Interpret, but don’t re-write – The Hindu BusinessLine

The job of judges is to interpret the law, not to re-write them, the Supreme Court has said, while overruling an interim order of the Madras High Court. The issue in question was Rule 29(4) of the Copyright Act, which basically makes it mandatory for a broadcaster to get prior permission to use a piece of music or any copyrighted material – in a dispute between Saregama India and Next Radio.

The Madras High Court, after checking the rule against Section 31D of the parent Act, had allowed the broadcaster to give a notice about the use of the copyrighted material after the use, within a stipulated time. The issue went to the Supreme Court. Justice Dr DY Chandrachud observed that “the High Court has substituted the provisions of Rule 29(4) with a regime of iits own, which is made applicable to the broadcasters and the petitioners before it.”

Noting that the court “cannot supplant the terms of the provisions through judicial interpretation by re-writing statutory language,” Justice Chandrachud stressed that “draftsmanship is a function entrusted to the legislature”.

He said, “Craftsmanship on the judicial side cannot transgress into the legislative domain by re-writing the words of a statute. For then, the judicial craft enters the forbidden domain of a legislative draft. That precisely is what the Division Bench of the High Court has done by its interim order.”

Section 31D(2) speaks of the necessity of giving prior notice, in the manner as may be prescribed, of the intention to broadcast the work stating the duration and the territorial coverage of the broadcast, together with the payment of royalties in the manner and at the rates fixed by the Appellate Board.

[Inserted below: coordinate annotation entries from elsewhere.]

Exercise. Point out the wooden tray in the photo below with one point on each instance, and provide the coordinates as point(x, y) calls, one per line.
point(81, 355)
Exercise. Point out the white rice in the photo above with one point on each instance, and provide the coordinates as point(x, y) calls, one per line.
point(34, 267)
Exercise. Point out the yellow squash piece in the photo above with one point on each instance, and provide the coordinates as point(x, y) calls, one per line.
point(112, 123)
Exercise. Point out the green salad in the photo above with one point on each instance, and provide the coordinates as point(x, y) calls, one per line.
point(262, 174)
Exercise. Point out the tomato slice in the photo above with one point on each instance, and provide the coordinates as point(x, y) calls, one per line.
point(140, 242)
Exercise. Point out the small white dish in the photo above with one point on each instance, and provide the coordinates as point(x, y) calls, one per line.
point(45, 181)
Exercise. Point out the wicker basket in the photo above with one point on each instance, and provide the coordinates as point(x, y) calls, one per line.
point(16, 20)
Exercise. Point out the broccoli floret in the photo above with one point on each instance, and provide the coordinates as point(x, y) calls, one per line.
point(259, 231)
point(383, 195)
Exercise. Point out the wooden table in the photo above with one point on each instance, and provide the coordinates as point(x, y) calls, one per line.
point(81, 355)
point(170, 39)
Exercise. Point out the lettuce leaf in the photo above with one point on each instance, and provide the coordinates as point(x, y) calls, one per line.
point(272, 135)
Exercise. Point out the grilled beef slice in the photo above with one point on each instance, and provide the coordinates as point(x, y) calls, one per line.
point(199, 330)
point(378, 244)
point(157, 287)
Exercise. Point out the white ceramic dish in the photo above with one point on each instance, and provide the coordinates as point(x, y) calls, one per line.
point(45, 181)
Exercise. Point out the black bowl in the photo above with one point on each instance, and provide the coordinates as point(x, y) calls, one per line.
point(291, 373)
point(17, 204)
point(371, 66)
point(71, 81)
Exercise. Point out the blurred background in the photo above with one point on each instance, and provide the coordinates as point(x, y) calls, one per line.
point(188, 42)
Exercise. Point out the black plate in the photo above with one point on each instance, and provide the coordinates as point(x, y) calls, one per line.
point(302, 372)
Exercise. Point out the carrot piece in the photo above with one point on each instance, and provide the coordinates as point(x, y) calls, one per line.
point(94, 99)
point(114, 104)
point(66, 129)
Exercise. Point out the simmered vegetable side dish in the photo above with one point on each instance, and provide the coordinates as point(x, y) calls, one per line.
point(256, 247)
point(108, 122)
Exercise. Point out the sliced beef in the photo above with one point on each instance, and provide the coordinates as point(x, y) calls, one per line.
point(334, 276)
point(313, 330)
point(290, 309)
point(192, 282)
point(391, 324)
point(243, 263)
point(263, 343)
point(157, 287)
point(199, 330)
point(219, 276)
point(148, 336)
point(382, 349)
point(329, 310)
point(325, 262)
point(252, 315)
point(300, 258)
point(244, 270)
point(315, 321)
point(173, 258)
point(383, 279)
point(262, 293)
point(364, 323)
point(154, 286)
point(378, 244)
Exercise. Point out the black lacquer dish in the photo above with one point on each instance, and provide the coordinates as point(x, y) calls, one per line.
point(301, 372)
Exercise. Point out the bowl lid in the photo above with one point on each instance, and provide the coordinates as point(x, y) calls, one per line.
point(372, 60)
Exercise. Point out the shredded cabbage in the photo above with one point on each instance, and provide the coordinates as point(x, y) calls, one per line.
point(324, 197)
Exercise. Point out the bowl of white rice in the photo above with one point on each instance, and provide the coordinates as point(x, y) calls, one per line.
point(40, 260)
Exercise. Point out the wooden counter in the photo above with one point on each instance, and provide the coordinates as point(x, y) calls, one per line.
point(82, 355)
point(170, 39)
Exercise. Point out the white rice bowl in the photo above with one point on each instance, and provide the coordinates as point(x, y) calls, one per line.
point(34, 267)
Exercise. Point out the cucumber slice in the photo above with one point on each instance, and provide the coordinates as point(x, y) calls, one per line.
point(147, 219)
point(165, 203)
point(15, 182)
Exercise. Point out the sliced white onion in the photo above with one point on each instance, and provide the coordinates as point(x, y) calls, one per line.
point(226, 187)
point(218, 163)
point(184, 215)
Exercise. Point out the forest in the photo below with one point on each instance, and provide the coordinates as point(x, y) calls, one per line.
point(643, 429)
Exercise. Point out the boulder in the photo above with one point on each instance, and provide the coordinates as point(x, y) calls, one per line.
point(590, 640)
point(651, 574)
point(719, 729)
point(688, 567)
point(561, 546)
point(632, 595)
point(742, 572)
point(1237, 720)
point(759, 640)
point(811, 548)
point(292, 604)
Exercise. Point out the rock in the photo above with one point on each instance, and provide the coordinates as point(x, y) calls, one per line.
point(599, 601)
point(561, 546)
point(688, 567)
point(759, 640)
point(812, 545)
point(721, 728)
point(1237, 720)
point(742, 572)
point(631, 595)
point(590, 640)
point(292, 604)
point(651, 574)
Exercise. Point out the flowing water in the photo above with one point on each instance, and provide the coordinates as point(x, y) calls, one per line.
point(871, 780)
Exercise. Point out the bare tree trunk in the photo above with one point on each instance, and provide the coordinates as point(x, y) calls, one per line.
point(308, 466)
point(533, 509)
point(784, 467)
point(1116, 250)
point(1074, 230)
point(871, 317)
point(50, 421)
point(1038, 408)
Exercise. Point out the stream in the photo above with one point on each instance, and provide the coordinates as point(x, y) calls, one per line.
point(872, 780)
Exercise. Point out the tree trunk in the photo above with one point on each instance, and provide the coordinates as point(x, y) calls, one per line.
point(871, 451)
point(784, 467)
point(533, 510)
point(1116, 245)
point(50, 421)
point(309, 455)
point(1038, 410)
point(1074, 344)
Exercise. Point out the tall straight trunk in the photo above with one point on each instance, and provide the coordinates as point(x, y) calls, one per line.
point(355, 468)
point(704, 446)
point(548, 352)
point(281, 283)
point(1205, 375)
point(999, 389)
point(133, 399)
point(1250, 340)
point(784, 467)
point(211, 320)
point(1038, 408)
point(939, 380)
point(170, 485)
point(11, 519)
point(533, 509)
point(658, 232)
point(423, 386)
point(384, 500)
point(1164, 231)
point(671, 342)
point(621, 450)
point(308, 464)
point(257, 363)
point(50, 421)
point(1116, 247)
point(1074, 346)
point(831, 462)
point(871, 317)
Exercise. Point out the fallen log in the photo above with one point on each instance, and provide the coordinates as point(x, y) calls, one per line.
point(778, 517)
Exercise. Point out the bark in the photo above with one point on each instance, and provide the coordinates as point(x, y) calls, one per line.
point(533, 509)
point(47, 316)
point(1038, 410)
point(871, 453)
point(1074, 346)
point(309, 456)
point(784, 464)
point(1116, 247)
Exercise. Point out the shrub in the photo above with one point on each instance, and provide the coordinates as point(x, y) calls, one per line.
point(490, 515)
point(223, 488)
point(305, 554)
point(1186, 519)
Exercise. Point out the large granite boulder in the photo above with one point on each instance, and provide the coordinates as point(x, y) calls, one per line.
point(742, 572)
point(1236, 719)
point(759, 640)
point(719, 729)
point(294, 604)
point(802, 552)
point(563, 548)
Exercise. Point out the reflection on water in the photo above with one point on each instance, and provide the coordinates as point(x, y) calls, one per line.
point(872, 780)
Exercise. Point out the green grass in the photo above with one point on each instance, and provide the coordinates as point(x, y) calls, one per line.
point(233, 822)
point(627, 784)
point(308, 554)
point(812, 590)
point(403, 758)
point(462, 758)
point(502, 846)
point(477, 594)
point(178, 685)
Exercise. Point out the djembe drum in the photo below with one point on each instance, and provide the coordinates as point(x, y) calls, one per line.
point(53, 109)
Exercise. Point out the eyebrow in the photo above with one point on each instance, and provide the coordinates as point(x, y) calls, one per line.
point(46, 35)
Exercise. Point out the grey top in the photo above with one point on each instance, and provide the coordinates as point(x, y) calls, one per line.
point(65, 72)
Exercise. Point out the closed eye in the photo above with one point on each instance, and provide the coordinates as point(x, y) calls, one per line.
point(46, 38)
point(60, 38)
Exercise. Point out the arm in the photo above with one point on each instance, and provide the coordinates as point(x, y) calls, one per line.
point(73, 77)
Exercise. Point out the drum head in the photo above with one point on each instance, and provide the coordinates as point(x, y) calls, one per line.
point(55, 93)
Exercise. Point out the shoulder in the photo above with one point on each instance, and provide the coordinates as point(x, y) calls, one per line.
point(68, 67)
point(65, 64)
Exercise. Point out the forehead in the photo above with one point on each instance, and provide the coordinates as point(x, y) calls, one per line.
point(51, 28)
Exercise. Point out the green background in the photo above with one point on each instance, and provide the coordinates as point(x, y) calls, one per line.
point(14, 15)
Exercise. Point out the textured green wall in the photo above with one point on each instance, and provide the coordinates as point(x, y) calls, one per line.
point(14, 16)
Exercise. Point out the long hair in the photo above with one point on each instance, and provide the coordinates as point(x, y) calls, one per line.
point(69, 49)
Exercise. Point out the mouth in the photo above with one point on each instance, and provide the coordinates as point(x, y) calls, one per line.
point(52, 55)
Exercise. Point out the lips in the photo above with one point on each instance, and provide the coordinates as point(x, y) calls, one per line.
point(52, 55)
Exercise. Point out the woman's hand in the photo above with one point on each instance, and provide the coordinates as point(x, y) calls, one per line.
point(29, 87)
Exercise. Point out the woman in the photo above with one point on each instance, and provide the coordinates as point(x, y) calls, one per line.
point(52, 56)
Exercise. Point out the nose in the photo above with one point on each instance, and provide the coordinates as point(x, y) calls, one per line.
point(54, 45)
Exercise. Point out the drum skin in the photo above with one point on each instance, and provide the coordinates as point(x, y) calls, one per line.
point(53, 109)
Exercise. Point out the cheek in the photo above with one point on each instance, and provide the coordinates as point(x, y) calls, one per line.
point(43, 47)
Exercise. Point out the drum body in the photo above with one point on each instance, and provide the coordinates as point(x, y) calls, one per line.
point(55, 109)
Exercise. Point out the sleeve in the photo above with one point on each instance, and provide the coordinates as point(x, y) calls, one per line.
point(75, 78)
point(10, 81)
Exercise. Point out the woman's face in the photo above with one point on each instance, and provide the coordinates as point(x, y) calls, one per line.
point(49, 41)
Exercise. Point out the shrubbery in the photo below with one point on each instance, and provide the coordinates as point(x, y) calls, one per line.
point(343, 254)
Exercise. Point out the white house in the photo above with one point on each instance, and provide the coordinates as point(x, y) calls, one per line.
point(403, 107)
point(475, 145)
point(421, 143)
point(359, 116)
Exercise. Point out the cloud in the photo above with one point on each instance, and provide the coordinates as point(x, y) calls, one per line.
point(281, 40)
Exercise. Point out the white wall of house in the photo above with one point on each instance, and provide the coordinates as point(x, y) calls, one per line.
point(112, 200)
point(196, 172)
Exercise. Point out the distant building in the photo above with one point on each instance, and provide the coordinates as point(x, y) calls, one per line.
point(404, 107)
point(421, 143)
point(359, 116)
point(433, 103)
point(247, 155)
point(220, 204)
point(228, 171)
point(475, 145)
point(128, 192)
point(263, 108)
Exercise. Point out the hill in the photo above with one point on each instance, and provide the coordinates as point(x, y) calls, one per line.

While the High Court has held the broadcasters down to the requirement of prior notice, it has modified the operation of Rule 29 by stipulating that the particulars which are to be furnished in the notice may be furnished within a period of fifteen days after the broadcast. The interim order converts the second proviso into a “routine procedure” instead of an exception (as the High Court has described its direction). This exercise by the High Court amounts to re-writing.